Hate crimes in the District against individuals based on sexual orientation rose 148 percent.
At the March membership meeting, DC Police Chief Peter Newsham introduced himself to Gertrude Stein Democratic Club members and talked about his priorities as the city’s new law enforcement leader. But the night’s conversation was dominated by the results of DC’s 2016 hate crimes report, which showed an increase in crimes directed at the LGBT community. Hate crimes in the District against individuals based on sexual orientation rose 148 percent (27 cases in 2015 compared to 40 incidents 2016), and hate crimes against individuals based on gender identity or expression increased 190 percent (10 cases in 2015 to 19 cases in 2016), according to DC’s Bias-Related Crimes (Hate Crimes) Data report released on March 10. Also seeing increases last year were hate crimes against ethnic minorities and attacks based on religion.
Shortly after the release of the report, Mayor Muriel Bowser released the following statement: “In Washington, DC, we value diversity and inclusivity and want all of our residents and visitors to feel safe. No matter your race, your faith, your sexual orientation, your gender identity, your background – you should be able to live, work and play in Washington, DC without fear of violence or discrimination,” said Mayor Bowser. “My administration will continue fostering a culture that encourages people to come forward when they are the victim of discrimination or a bias-related crime because in order to properly address these issues, we need everyone to feel safe reporting them.”

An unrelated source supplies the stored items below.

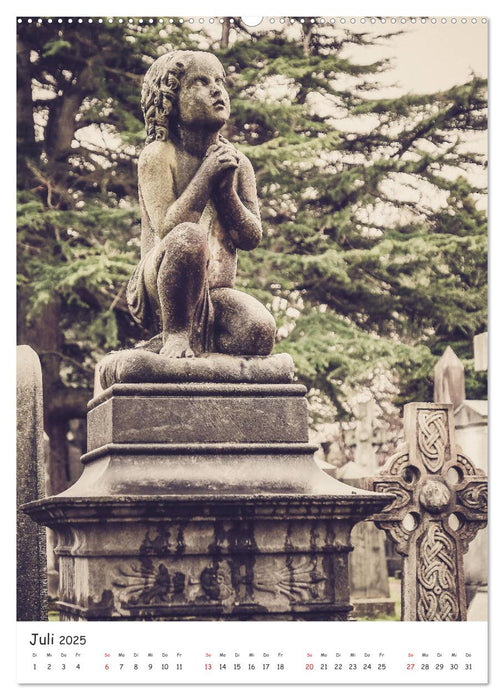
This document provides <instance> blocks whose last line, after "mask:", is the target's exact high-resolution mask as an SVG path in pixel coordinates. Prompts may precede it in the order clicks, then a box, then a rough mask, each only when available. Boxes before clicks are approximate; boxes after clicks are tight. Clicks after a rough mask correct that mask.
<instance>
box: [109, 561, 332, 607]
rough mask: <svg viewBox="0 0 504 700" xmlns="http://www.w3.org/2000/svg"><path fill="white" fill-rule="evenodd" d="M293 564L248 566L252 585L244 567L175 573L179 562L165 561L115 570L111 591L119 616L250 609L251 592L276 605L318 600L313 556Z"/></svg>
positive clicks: (324, 578)
mask: <svg viewBox="0 0 504 700" xmlns="http://www.w3.org/2000/svg"><path fill="white" fill-rule="evenodd" d="M296 559H297V560H296V561H294V562H293V561H292V557H290V556H288V557H287V558H284V557H282V558H281V559H277V558H270V557H267V558H264V559H260V561H259V562H258V563H257V564H256V565H255V566H254V567H253V575H252V580H251V576H250V573H249V572H247V568H248V567H247V565H246V564H244V565H243V566H242V567H240V569H239V570H235V571H233V575H232V574H231V570H230V567H229V564H228V563H227V562H226V561H223V562H220V563H214V564H212V565H207V566H204V567H203V568H202V570H201V573H200V574H199V575H189V574H188V573H187V572H184V571H181V570H180V562H177V563H175V562H170V561H168V560H164V561H159V560H158V561H156V562H154V561H152V560H151V561H149V562H148V564H146V563H145V562H144V563H143V564H140V563H131V564H122V565H120V566H119V567H117V569H116V571H115V574H114V577H113V582H112V587H113V589H114V590H115V591H116V595H117V602H118V607H119V608H120V609H121V610H122V611H123V612H126V611H127V610H132V609H134V608H142V609H146V608H159V607H160V606H169V605H174V604H177V603H178V604H179V605H185V604H192V603H197V604H200V605H213V604H215V603H219V604H220V605H222V606H224V607H227V606H230V605H237V604H238V603H241V604H254V603H257V602H258V600H257V599H256V596H255V595H254V594H255V593H257V594H258V599H259V600H260V599H261V598H262V597H263V596H264V595H265V594H266V595H267V594H272V595H273V596H274V598H275V599H279V600H280V601H281V600H282V599H283V600H284V601H285V599H286V601H285V602H286V603H287V604H288V605H294V604H296V603H307V602H310V601H314V600H320V599H322V598H323V597H324V588H323V585H324V583H325V582H326V581H327V576H326V575H325V574H323V573H322V572H321V571H320V570H319V568H318V562H317V557H315V556H312V557H300V558H296ZM247 583H248V585H247ZM247 588H248V589H249V591H250V590H251V592H252V595H251V596H250V594H247V592H246V591H247Z"/></svg>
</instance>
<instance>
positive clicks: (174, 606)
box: [28, 495, 381, 620]
mask: <svg viewBox="0 0 504 700" xmlns="http://www.w3.org/2000/svg"><path fill="white" fill-rule="evenodd" d="M377 505H378V504H377V502H376V500H375V498H373V496H372V495H371V496H369V497H362V496H333V497H320V496H318V497H313V496H312V497H306V496H304V497H301V496H298V497H286V496H283V497H273V496H250V497H247V498H244V497H234V498H233V497H229V498H218V499H216V498H209V497H191V498H180V497H179V498H176V497H171V498H170V497H165V498H162V497H158V498H152V497H151V498H147V497H144V498H142V497H127V496H122V497H116V498H101V499H98V498H91V499H87V498H78V499H68V498H58V497H53V498H48V499H45V501H42V502H39V503H38V504H33V505H31V506H30V507H29V509H28V510H29V513H30V514H31V515H32V517H35V518H36V519H37V521H38V522H42V523H44V524H45V525H48V526H49V527H51V528H53V529H54V530H55V531H56V533H57V534H58V545H57V547H56V554H57V555H58V557H59V562H60V590H59V602H58V603H57V608H58V609H59V611H60V619H62V620H111V619H117V620H195V619H198V620H266V619H279V620H346V619H347V618H348V615H349V613H350V611H351V609H352V606H351V604H350V601H349V586H348V553H349V552H350V550H351V545H350V529H351V527H352V525H353V524H354V523H355V522H356V521H357V520H359V519H360V518H362V517H365V515H366V514H367V513H369V512H370V511H371V510H375V509H376V507H377ZM380 505H381V504H380Z"/></svg>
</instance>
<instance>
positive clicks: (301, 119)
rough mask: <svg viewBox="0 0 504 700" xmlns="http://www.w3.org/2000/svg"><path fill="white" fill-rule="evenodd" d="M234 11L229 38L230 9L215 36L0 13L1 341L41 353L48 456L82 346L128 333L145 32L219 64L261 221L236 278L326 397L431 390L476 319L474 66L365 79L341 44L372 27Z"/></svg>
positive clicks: (482, 314)
mask: <svg viewBox="0 0 504 700" xmlns="http://www.w3.org/2000/svg"><path fill="white" fill-rule="evenodd" d="M234 27H235V32H234V34H233V33H232V36H233V37H234V38H235V41H234V42H233V43H230V41H229V38H230V28H231V25H230V23H229V21H227V22H226V23H225V24H224V25H223V32H222V36H220V37H219V38H215V37H214V38H212V37H209V36H207V35H206V34H205V33H203V32H201V30H200V29H198V32H194V33H191V26H190V25H189V24H188V23H182V24H181V23H179V22H178V21H176V20H175V21H174V22H173V23H170V22H169V21H168V20H165V22H164V24H163V25H160V24H159V23H158V22H157V20H156V21H155V22H154V23H152V24H149V23H148V22H144V23H140V22H138V21H135V22H133V23H131V24H130V23H128V22H126V21H125V22H123V23H122V24H120V23H119V22H118V21H117V20H116V21H114V22H113V23H108V22H107V21H104V22H103V23H102V24H99V23H98V22H97V21H96V18H95V21H94V22H93V24H92V25H83V24H81V25H77V24H72V25H69V24H68V23H67V22H64V23H63V25H61V26H59V25H55V24H52V25H50V24H48V23H47V22H44V23H43V24H42V25H41V26H40V25H35V24H32V25H29V24H27V23H23V24H21V25H19V26H18V162H19V167H18V246H19V248H18V250H19V254H18V283H19V342H21V343H29V344H30V345H32V346H33V347H34V349H35V350H36V351H37V352H38V353H39V355H40V356H41V361H42V366H43V373H44V391H45V399H46V430H47V431H48V433H49V435H50V437H51V444H52V450H53V454H52V459H53V461H54V462H55V463H57V464H59V465H60V467H59V468H60V469H64V461H65V456H64V446H63V445H62V444H61V443H62V435H63V433H64V430H63V427H62V426H64V424H65V421H68V419H70V418H72V417H75V416H82V415H84V412H85V405H86V399H87V398H89V393H90V387H91V385H92V376H93V367H94V365H95V363H96V361H97V360H98V358H99V357H100V356H101V355H102V354H103V353H104V352H105V351H108V350H109V349H115V348H119V347H121V346H129V345H131V344H133V342H134V341H135V340H137V339H139V338H140V333H141V331H140V329H139V328H138V327H137V326H135V324H134V322H133V321H132V320H131V318H130V316H129V313H128V311H127V309H126V305H125V300H124V289H125V286H126V283H127V281H128V278H129V276H130V274H131V271H132V270H133V267H134V265H135V264H136V262H137V261H138V259H139V210H138V203H137V178H136V163H137V158H138V154H139V152H140V150H141V148H142V145H143V142H144V137H145V133H144V128H143V120H142V115H141V112H140V106H139V103H140V99H139V97H140V88H141V81H142V77H143V75H144V73H145V71H146V68H147V66H148V65H149V63H150V62H151V61H152V60H153V59H154V58H155V57H156V56H157V55H159V52H162V51H166V50H169V49H173V48H197V47H199V48H203V49H207V48H210V49H211V50H213V51H215V52H216V53H217V54H218V55H219V57H220V58H221V60H222V62H223V63H224V65H225V67H226V69H227V72H228V75H229V90H230V94H231V99H232V116H231V120H230V122H229V124H228V126H227V127H226V136H227V137H228V138H229V139H230V140H231V141H232V142H233V143H235V144H236V145H237V147H238V148H240V149H241V150H242V151H243V152H245V153H246V154H247V156H248V157H249V158H250V159H251V161H252V163H253V165H254V168H255V170H256V177H257V181H258V189H259V199H260V202H261V208H262V217H263V224H264V226H263V228H264V240H263V244H262V245H261V246H260V247H259V248H258V249H257V250H255V251H252V252H250V253H246V254H243V255H242V256H241V257H240V264H239V275H240V276H239V287H240V288H242V289H244V290H245V291H248V292H249V293H251V294H253V295H254V296H256V297H257V298H259V299H260V300H261V301H263V302H264V303H266V304H268V305H269V306H270V308H271V309H272V310H273V312H274V313H275V315H276V317H277V322H278V327H279V334H278V344H277V350H278V351H287V352H290V353H291V354H292V355H293V357H294V360H295V362H296V367H297V371H298V377H299V379H300V380H301V381H304V382H306V383H307V385H308V386H309V387H310V388H312V389H314V390H319V391H320V392H322V394H323V395H324V396H326V397H327V398H328V400H330V402H331V405H332V406H333V407H336V409H337V410H338V411H339V415H340V416H341V415H343V413H344V409H345V406H346V403H345V401H346V397H347V396H348V394H349V392H352V391H355V390H356V389H357V388H358V387H362V386H366V383H369V382H370V377H372V376H373V374H374V373H375V372H376V369H377V368H382V369H383V370H388V371H391V372H393V373H395V376H396V378H397V381H398V382H399V385H400V394H399V396H398V401H399V402H401V403H403V402H405V401H408V400H430V399H431V398H432V382H431V375H432V368H433V365H434V363H435V361H436V360H437V359H438V357H439V356H440V355H441V354H442V352H443V350H444V348H445V347H446V345H447V344H451V345H452V347H453V348H454V350H455V351H456V352H457V354H459V356H460V357H461V358H470V357H471V356H472V338H473V336H474V334H476V333H479V332H481V331H483V330H486V284H487V280H486V216H485V213H484V211H483V210H482V209H481V208H478V206H477V198H478V197H481V196H483V195H484V193H485V189H484V187H482V186H477V185H476V184H474V182H473V181H472V180H471V177H472V173H473V172H475V171H477V170H478V169H483V168H484V167H485V165H486V163H485V158H484V156H482V155H481V154H480V153H478V152H472V151H470V150H469V147H468V145H467V144H468V143H469V137H471V136H472V135H474V134H477V133H478V132H481V131H483V130H485V129H486V83H485V81H484V80H483V79H482V78H480V77H477V76H474V77H473V78H472V79H471V80H469V81H468V82H467V83H466V84H465V85H457V86H453V87H452V88H450V89H449V90H445V91H443V92H438V93H435V94H431V95H412V94H408V95H403V96H401V97H400V98H395V99H383V98H381V97H380V86H381V85H382V84H383V83H384V81H386V71H387V68H388V67H389V64H388V62H387V61H373V62H370V63H357V62H355V61H353V60H351V59H350V58H348V55H349V54H348V49H349V48H351V47H352V46H359V47H365V46H367V45H369V46H373V44H374V43H375V42H376V41H378V40H379V41H387V39H388V38H389V36H390V35H383V36H378V35H371V34H368V33H365V32H360V33H359V32H358V31H349V30H344V29H341V28H338V29H335V28H333V27H324V26H321V25H316V26H315V25H313V24H310V23H309V22H308V21H307V22H305V23H303V24H302V23H301V22H300V21H299V20H298V22H297V24H296V25H295V26H294V27H290V29H289V31H283V32H279V31H262V32H255V31H252V30H250V29H247V28H246V27H244V26H243V25H242V24H241V23H240V21H239V20H238V18H236V21H235V24H234ZM350 118H352V119H353V121H352V122H349V121H348V120H349V119H350ZM342 119H344V120H345V124H346V126H345V128H341V127H340V125H339V122H340V120H342ZM348 123H351V124H352V125H354V126H352V128H351V129H350V128H349V127H348ZM468 364H469V363H468ZM469 382H470V387H471V398H481V397H483V396H484V394H485V391H486V389H485V386H484V381H483V380H482V379H481V377H478V376H477V375H476V374H475V373H471V374H470V376H469ZM62 431H63V432H62ZM56 471H57V469H56ZM53 489H54V490H58V483H57V479H56V481H55V483H54V484H53Z"/></svg>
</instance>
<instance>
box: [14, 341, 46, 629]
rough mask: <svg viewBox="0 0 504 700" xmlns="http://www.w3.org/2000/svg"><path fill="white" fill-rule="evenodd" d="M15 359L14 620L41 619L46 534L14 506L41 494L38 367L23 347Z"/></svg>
mask: <svg viewBox="0 0 504 700" xmlns="http://www.w3.org/2000/svg"><path fill="white" fill-rule="evenodd" d="M16 359H17V368H16V375H17V376H16V403H17V407H16V408H17V425H16V460H17V479H16V501H17V506H18V511H17V620H18V621H34V620H47V580H46V559H45V554H46V546H45V537H46V535H45V532H44V529H43V528H41V527H40V526H38V525H37V524H36V523H34V522H33V520H31V518H29V517H28V515H26V514H25V513H23V512H22V511H21V510H20V509H19V507H20V506H21V505H22V504H23V503H26V501H33V500H37V499H40V498H43V496H44V493H45V492H44V478H45V475H44V443H43V434H44V433H43V430H44V429H43V408H42V370H41V367H40V362H39V359H38V356H37V354H36V353H35V351H34V350H32V348H30V347H29V346H28V345H20V346H18V348H17V358H16Z"/></svg>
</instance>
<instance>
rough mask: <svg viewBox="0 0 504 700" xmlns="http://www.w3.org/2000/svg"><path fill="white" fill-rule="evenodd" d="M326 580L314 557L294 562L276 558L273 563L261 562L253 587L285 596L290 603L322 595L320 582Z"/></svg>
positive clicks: (316, 597)
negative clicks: (280, 560) (281, 561)
mask: <svg viewBox="0 0 504 700" xmlns="http://www.w3.org/2000/svg"><path fill="white" fill-rule="evenodd" d="M326 580H327V576H325V575H323V574H322V573H320V571H318V569H317V558H316V557H311V558H308V557H302V558H301V559H300V560H299V561H298V562H296V563H295V564H293V563H292V562H289V561H288V562H287V563H285V564H284V563H283V562H280V561H278V560H277V561H275V562H274V564H273V565H271V564H270V563H268V564H267V565H266V563H265V564H263V566H262V567H261V568H258V570H256V572H255V576H254V588H255V589H256V590H257V591H265V592H267V593H273V594H274V595H275V596H278V595H280V596H285V597H286V598H287V600H288V601H289V602H290V603H300V602H301V603H302V602H307V601H310V600H316V599H317V598H320V597H322V595H323V593H322V591H321V588H320V584H322V583H323V582H324V581H326Z"/></svg>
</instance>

Newsham hopes the rise in crime reporting is a direct result of more trust between underserved communities and the police. “People who have a better relationship with the police are more inclined to report those things (hate crimes incidents). That’s the optimist in me,” said Newsham, a 28-year Metropolitan Police Department veteran. “The pessimist in me would say that maybe the increase in hate crimes in our city is because of everything we have seen this past year with regards to the election. Maybe folks have become emboldened in their behavior of expressing hate more openly.”
Aside from speculation, Newsham can’t definitively point to a reason for the spike in hate crimes but he said his department will not tolerate it. Surprisingly, last year the District experienced a 10 percent decrease in all violent crime citywide, with a 17 percent reduction in homicides and a 13 percent reduction in robberies, according to statistics provided by Mayor Bowser’s state of the district address on March 30.
To combat this rash of hate crimes, Newsham told GSDC members that he will continue to work with the city’s most vulnerable and underserved communities. He will also continue to operate special liaison units, which will be moved directly under his command. The Special Liaison Branch supports community policing with communities that are underserved. Currently, the department operates an Asian Liaison Unit; Deaf and Hard of Hearing Liaison Unit; Lesbian, Gay, Bisexual and Transgender Liaison Unit; and a Latino Liaison Unit. A hotline number to specifically report hate crimes will continue to be used: (202) 727-0500, but he urged everyone to call 9-1-1 if they are in immediate danger.
During a question and answer period, the police chief was lauded for his response after the March 12 attack on DC’s Casa Ruby LGBT Community Center. Minutes after a man walked in and assaulted a staffer and destroyed property, police were on the scene. According to a DC’s Fox 5 News report, Newsham showed up later that evening to personally reassure the center’s director that “the police will work diligently to arrest the suspect and prosecute him to the fullest extent of the law.” The suspect was arrested on March 13.